Hello & welcome, I am Dr. B, a licensed veterinarian and I would like to help you today.
I do apologize that your question was not answered before. Different experts come online at various times; I just came online and wanted to touch base with you.
Given his diarrhea is sounding severe, his being sluggish is understandable. Now our main suspects here for Cloister's diarrhea would be a gut infection (eg viral, bacterial, protozoal, worms) or dietary indiscretion. So with that in mind, we can try some home supportive care just now. To do so, let's put him on an easily digestible diet like boiled chicken, boiled white fish, or meat baby food (as long as its garlic/onion free). The aim of these diets is that they will be better tolerated/absorbed by the compromised gut. Therefore, it should get more nutrients in and result in less GI upset/diarrhea. Fiber (ie canned pumpkin) and OTC probiotics (ie Benebac, Fortiflora) can be added to these meals to firm those loose stools quicker and support digestion. And we can plan to slowly wean back to his usual diet once he is settled.

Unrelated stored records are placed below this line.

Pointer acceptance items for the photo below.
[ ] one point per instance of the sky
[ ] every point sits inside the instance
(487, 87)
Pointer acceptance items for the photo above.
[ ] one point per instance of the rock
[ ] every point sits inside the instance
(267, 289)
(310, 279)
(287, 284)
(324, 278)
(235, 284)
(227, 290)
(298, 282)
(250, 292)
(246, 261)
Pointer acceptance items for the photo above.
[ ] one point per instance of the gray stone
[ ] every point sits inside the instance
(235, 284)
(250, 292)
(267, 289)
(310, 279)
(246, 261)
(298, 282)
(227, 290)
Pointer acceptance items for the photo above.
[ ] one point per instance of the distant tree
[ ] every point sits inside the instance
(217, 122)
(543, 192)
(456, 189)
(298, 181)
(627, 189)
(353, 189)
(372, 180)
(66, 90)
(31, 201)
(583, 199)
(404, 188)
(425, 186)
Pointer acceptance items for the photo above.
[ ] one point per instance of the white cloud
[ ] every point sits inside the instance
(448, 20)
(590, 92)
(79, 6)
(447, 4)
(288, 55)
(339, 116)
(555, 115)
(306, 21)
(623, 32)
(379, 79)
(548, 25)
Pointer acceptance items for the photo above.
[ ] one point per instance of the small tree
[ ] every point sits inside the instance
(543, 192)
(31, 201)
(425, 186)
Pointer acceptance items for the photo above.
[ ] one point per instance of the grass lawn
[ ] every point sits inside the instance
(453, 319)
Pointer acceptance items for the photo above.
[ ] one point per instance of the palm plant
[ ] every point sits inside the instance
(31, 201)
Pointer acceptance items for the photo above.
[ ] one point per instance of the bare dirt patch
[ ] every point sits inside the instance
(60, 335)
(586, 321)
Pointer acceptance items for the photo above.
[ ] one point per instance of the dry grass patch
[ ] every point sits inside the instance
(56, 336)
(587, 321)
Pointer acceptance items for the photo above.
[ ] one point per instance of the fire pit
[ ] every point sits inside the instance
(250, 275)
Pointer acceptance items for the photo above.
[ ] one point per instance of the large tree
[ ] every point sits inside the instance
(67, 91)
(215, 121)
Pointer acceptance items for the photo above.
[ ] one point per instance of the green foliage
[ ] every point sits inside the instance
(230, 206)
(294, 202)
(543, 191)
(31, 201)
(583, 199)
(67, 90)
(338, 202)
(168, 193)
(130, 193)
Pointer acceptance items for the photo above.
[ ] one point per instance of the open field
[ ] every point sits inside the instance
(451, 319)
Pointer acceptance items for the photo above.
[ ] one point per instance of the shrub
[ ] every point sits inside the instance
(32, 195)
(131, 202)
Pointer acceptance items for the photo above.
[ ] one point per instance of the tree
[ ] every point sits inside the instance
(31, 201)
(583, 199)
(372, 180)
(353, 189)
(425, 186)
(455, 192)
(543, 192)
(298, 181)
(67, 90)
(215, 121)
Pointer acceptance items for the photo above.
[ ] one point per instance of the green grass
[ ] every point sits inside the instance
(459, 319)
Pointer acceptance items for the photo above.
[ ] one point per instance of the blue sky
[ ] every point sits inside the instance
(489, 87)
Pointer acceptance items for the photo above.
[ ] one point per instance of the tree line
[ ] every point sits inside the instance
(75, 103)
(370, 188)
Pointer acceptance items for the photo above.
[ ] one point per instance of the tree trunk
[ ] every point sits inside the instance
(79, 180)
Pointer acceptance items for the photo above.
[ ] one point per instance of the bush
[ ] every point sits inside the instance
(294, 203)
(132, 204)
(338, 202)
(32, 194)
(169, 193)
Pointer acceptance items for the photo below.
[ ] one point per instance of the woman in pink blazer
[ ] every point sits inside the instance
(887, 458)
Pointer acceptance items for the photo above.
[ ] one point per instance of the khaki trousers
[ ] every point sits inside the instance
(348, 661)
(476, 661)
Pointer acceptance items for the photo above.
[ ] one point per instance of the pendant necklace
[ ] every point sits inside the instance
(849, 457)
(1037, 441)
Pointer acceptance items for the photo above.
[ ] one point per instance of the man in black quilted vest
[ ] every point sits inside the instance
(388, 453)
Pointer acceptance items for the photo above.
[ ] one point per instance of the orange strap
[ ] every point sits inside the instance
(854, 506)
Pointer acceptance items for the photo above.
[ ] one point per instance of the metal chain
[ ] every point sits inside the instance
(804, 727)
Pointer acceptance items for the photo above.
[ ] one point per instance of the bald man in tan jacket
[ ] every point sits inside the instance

As well, since he sounds to be very loose, you can try a pet safe anti-diarrheal too. As I am sure you appreciate, these would not be a cure for infectious issues; but it can still be of benefit. It will reduce diarrhea load, allow the body to absorb more water/nutrients, and soothe the upset gut. In regards ***** ***** options, the one we most commonly use is Kaolin/Kaopectate (More Info/Dose @ http://www.petplace.com/article/drug-library/library/over-the-counter/kaolin-and-pectin-kapectolin-k-p)). This is available OTC at most pharmacies (no imodium or pepto for kitties). Otherwise, Propectalin, Canikur, Fast Balance, and Protexin Pro-Fiber (all OTC at vets, pet stores, and even Amazon) would be another option. All will slow diarrhea and those last ones have the added bonus of providing support to the delicate good GI bacteria. So, these can be used as a short-term means of soothing his upset GI. And also if he hasn't been wormed in the past month, that too would be a good base to cover. OTC Fenbendazole/Panacur would be a good option as its good against worms and can tackle some of the protozoal agents too.
Overall, these signs do raise some concerns here. Therefore, we’d want to start supportive care to settle Cloister's stomach. If he doesn’t respond to the above within 24 hours; then we'd want to get a local vet involved. They can assess his hydration, test a stool sample, make sure there is nothing in his stomach that shouldn't be there or any sinister viruses present. Depending on their findings, his vet can treat him with antibiotics +/- anti-protozoals as needed to nip this in the bud.